What has changed is that for Medi-Cal recipients dying on or after January 1, 2017, there will be no estate claim against the estate of the surviving spouse. This means that there will no longer be estate recovery when a married recipient dies and when that recipient’s surviving spouse dies (unless the surviving spouse gets Medi-Cal benefits of his or her own).

In addition, and this is big, DHCS Medi-Cal estate claims will be asserted only on estates subject to probate. Any property held by joint tenancy deed, or held within an ordinary revocable trust, will be exempt from estate claims. This means it will be a lot easier for the families of Medi-Cal recipients to avoid having to reimburse the State of California for benefits paid on behalf of their parents or loved ones.

Since 2002, we have prepared specialized irrevocable trusts for our Medi-Cal clients. While these trusts may no longer be necessary to avoid Medi-Cal estate claims, they are also very useful. For example, if a Medi-Cal recipient sells his or her home, the proceeds of the sale will disqualify that person from continued benefits. However, if the home is sheltered within an irrevocable trust, the home can be sold and the proceeds of sale would be protected. Also, any rental income earned by property sheltered within an irrevocable trust won’t have to be paid to a nursing home as part of a Medi-Cal recipient’s monthly share of cost.

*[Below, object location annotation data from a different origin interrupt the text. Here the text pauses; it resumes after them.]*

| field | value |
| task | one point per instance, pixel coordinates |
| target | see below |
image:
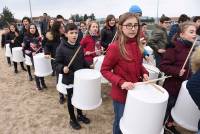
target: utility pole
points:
(30, 9)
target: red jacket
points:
(118, 70)
(89, 44)
(172, 63)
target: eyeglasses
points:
(130, 26)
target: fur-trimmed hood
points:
(195, 60)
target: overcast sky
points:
(101, 8)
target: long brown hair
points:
(122, 39)
(195, 60)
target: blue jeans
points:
(119, 110)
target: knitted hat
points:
(135, 9)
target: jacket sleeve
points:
(103, 38)
(59, 61)
(155, 40)
(193, 85)
(110, 60)
(167, 64)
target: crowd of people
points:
(123, 43)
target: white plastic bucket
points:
(17, 54)
(28, 60)
(87, 89)
(185, 112)
(97, 66)
(42, 65)
(144, 110)
(153, 71)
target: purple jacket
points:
(172, 63)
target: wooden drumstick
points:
(74, 56)
(158, 88)
(189, 54)
(151, 81)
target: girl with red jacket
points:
(91, 42)
(122, 64)
(172, 63)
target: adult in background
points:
(159, 41)
(193, 83)
(108, 32)
(175, 29)
(197, 21)
(44, 24)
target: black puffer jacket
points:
(107, 35)
(64, 54)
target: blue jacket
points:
(193, 86)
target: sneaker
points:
(83, 118)
(171, 130)
(75, 125)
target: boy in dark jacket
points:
(64, 53)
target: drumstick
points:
(151, 81)
(158, 88)
(189, 54)
(74, 56)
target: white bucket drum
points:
(185, 112)
(42, 65)
(17, 54)
(28, 60)
(97, 66)
(87, 89)
(8, 51)
(149, 50)
(144, 110)
(60, 86)
(153, 71)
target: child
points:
(6, 30)
(172, 63)
(90, 43)
(64, 53)
(32, 43)
(193, 83)
(122, 64)
(14, 40)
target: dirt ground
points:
(24, 110)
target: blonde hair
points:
(121, 37)
(195, 60)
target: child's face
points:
(32, 29)
(72, 36)
(94, 28)
(130, 27)
(112, 22)
(189, 33)
(12, 28)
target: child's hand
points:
(127, 85)
(182, 71)
(47, 56)
(65, 69)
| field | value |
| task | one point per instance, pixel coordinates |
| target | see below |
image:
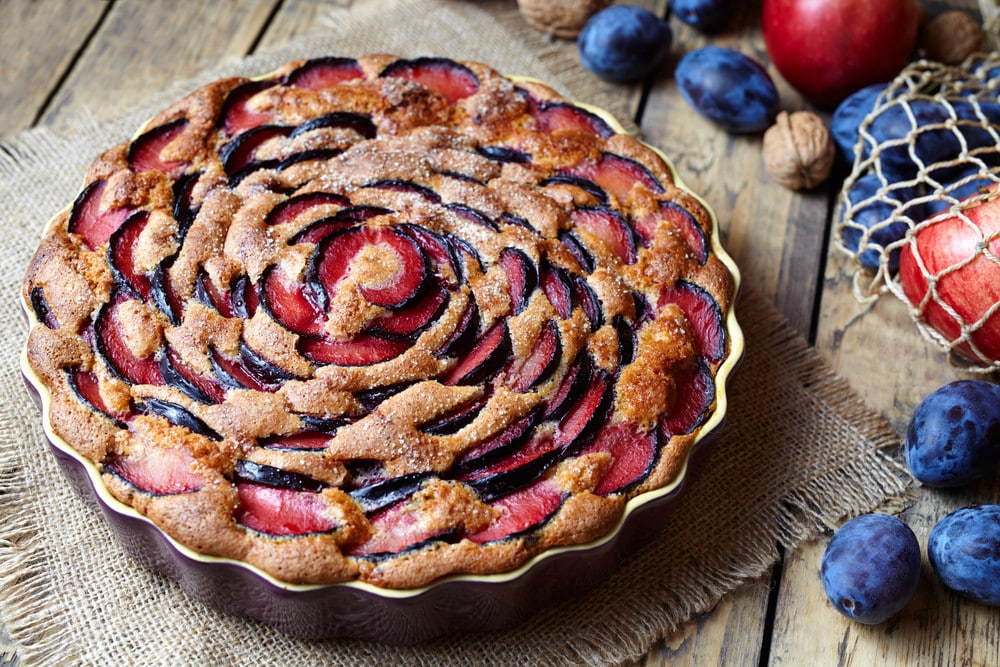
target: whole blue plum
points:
(728, 87)
(870, 216)
(964, 550)
(871, 568)
(954, 434)
(848, 116)
(624, 43)
(702, 14)
(920, 122)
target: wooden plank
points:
(729, 635)
(775, 235)
(36, 53)
(877, 348)
(776, 238)
(143, 47)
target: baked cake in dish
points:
(380, 320)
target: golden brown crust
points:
(226, 324)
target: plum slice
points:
(303, 441)
(184, 209)
(293, 207)
(236, 116)
(163, 294)
(681, 220)
(453, 80)
(361, 350)
(541, 362)
(695, 395)
(344, 219)
(513, 472)
(576, 247)
(464, 336)
(522, 277)
(586, 298)
(240, 300)
(282, 512)
(374, 397)
(405, 186)
(398, 529)
(617, 175)
(40, 306)
(239, 153)
(437, 249)
(408, 322)
(610, 228)
(110, 342)
(249, 371)
(144, 153)
(465, 254)
(260, 473)
(557, 289)
(392, 267)
(501, 446)
(159, 471)
(385, 492)
(591, 188)
(485, 359)
(588, 414)
(574, 384)
(634, 452)
(360, 123)
(290, 304)
(88, 390)
(626, 340)
(454, 421)
(474, 216)
(552, 116)
(94, 225)
(504, 154)
(311, 155)
(703, 313)
(523, 510)
(121, 253)
(325, 72)
(179, 416)
(179, 375)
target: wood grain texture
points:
(877, 348)
(40, 41)
(141, 47)
(730, 635)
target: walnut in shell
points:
(562, 18)
(951, 37)
(798, 150)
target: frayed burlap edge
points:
(679, 578)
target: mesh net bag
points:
(917, 211)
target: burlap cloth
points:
(799, 452)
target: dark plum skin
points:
(729, 88)
(848, 116)
(964, 550)
(623, 43)
(702, 14)
(870, 214)
(871, 568)
(954, 435)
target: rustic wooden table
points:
(61, 58)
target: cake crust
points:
(379, 319)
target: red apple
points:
(828, 49)
(961, 251)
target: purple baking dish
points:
(452, 605)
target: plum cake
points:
(380, 319)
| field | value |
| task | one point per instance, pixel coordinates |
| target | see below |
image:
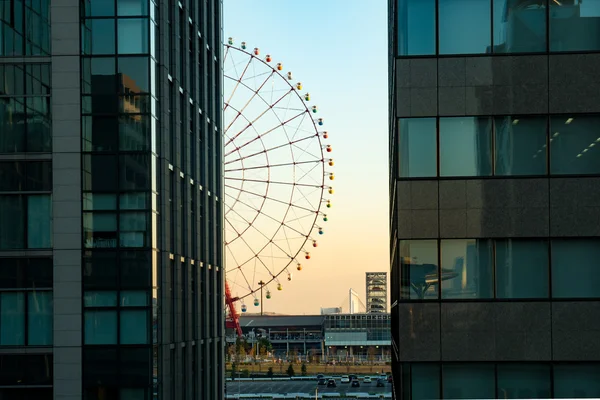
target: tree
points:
(371, 356)
(290, 370)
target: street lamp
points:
(261, 283)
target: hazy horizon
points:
(338, 50)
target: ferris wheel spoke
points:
(254, 94)
(269, 149)
(261, 135)
(276, 220)
(272, 199)
(274, 182)
(236, 86)
(273, 165)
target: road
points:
(301, 387)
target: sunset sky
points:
(338, 49)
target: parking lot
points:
(243, 387)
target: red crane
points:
(233, 320)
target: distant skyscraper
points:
(495, 198)
(111, 262)
(376, 283)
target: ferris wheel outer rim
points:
(318, 212)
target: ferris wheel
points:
(276, 175)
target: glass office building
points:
(111, 261)
(495, 198)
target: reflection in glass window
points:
(577, 381)
(100, 298)
(419, 269)
(467, 269)
(134, 327)
(574, 144)
(465, 146)
(39, 318)
(100, 230)
(521, 269)
(133, 35)
(575, 270)
(100, 327)
(464, 26)
(135, 172)
(133, 229)
(134, 131)
(99, 201)
(416, 27)
(100, 8)
(425, 381)
(468, 381)
(101, 36)
(520, 145)
(134, 73)
(575, 25)
(417, 154)
(99, 133)
(39, 221)
(12, 319)
(523, 381)
(132, 7)
(519, 26)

What this new law really does is to provide families with new planning opportunities for long term care to help them avoid the hardship of having to spend the accumulated savings of a lifetime on medical care instead of passing it on to their families. If you or a loved one is on Medi-Cal benefits, or faces the prospect of long term care, you should consult with an elder law attorney experienced in Medi-Cal planning.

Keep in mind, however, that the new law comes into effect on January 1, 2017. Until then, the current rules apply, and Medi-Cal recipients who own homes should definitely look into creating an irrevocable trust.